Dans une société de type capitaliste, une difficulté surgit encore du heurt entre la logique de la pensée et les impératifs de l’action. Une méthodologie déterministe s’accorde mal avec une pensée révolutionnaire. Car si l’on estime l’histoire comparable à un processus matériel, aboutissant inéluctablement à la chute de la bourgeoisie et au triomphe du prolétariat, toute formulation d’un appel politique à l’action révolutionnaire suppose contradictoirement la possibilité pour un acte collectif de forcer l’histoire en détruisant les déterminismes antérieurs.

Mais la question la plus importante a trait au mode d’explication de la priorité absolue du déterminisme économique. Avec raison, G. Lukács se demande si l’on peut différencier les forces économiques des autres forces et si l’on peut déterminer leur rôle en tant que moteur de la société. Marx lui-même, d’ailleurs, ne considère l’économie en soi que comme une mystification idéaliste. Le processus de production inclut l’idée d’un fonctionnement synergique de l’économique, du social et du culturel au sein d’un ensemble vivant et historique.
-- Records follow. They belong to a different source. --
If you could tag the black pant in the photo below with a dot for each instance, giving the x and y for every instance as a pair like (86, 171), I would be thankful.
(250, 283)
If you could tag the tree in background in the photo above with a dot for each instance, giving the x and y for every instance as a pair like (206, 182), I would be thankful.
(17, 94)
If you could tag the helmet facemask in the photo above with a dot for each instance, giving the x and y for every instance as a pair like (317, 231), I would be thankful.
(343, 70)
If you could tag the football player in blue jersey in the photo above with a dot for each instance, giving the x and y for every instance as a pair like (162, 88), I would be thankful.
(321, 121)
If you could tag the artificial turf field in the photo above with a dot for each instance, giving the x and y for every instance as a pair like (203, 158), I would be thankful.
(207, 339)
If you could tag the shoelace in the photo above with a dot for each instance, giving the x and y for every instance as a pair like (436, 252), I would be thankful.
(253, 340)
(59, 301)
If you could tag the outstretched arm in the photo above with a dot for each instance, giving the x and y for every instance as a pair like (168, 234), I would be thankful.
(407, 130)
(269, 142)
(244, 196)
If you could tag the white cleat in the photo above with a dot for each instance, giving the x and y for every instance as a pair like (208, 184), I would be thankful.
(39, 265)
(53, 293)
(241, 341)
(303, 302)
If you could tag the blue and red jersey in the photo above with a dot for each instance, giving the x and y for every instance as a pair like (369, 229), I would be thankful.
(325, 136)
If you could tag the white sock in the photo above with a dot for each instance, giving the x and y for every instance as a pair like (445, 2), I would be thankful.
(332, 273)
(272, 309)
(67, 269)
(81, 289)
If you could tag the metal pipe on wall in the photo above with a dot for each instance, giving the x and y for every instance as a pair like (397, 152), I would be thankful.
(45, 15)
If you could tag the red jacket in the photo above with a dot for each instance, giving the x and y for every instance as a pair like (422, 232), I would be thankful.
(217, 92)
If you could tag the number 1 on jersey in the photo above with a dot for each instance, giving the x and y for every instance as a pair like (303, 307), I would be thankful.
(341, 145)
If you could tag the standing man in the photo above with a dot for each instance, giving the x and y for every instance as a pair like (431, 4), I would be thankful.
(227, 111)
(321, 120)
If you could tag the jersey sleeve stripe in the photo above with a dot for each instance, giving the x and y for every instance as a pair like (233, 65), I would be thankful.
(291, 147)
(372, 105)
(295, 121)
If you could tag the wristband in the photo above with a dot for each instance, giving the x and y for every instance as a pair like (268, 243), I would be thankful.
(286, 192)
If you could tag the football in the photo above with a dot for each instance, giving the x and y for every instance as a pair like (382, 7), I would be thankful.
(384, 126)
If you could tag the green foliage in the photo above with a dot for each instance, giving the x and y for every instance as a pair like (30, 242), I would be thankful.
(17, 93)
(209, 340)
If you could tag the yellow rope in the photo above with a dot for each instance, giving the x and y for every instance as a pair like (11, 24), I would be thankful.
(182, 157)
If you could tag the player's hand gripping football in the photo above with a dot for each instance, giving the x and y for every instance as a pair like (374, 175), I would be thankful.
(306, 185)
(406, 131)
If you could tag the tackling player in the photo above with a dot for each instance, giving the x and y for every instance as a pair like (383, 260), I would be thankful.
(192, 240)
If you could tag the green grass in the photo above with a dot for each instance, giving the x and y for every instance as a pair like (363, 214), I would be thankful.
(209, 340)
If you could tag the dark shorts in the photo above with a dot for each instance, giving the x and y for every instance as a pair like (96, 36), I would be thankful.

Rectifications modernes de l’image des classes

Hors de la tradition marxiste, les recherches des dernières décennies ont surtout insisté sur la désagrégation de l’image des classes héritée du xixe s. Pour R. Dahrendorf, les classes se définissent en tant que groupes antagonistes occupant des positions différentes dans une organisation hiérarchisée d’autorité, par l’inégalité de leur participation sociale au pouvoir, certaines faisant prévaloir, dans la direction de la collectivité, leurs propres intérêts aux dépens de ceux d’autrui. Si l’on peut critiquer chez Dahrendorf une perte de spécificité du concept de classe, la réduction des conflits sociaux à des conflits d’intérêts, son explication de la répartition dichotomique de l’autorité engendrant une dualité des opposants, il convient de signaler la valeur de quelques-unes de ses thèses principales : la société doit être saisie selon deux approches complémentaires, comme système intégré et comme système en conflit ; parmi les conflits majeurs des sociétés, beaucoup ne sont pas des conflits de classes ; la rareté des révolutions dans l’histoire indique que la lutte des classes n’aboutit pas nécessairement à la perfection d’un système d’opposition de classes, mais que, grâce à ses transformations constantes, un système peut se perpétuer en évoluant ; le facteur essentiel et dominant des conflits de classes devient moins, au xxe s., la propriété des moyens de production que le contrôle de ces moyens.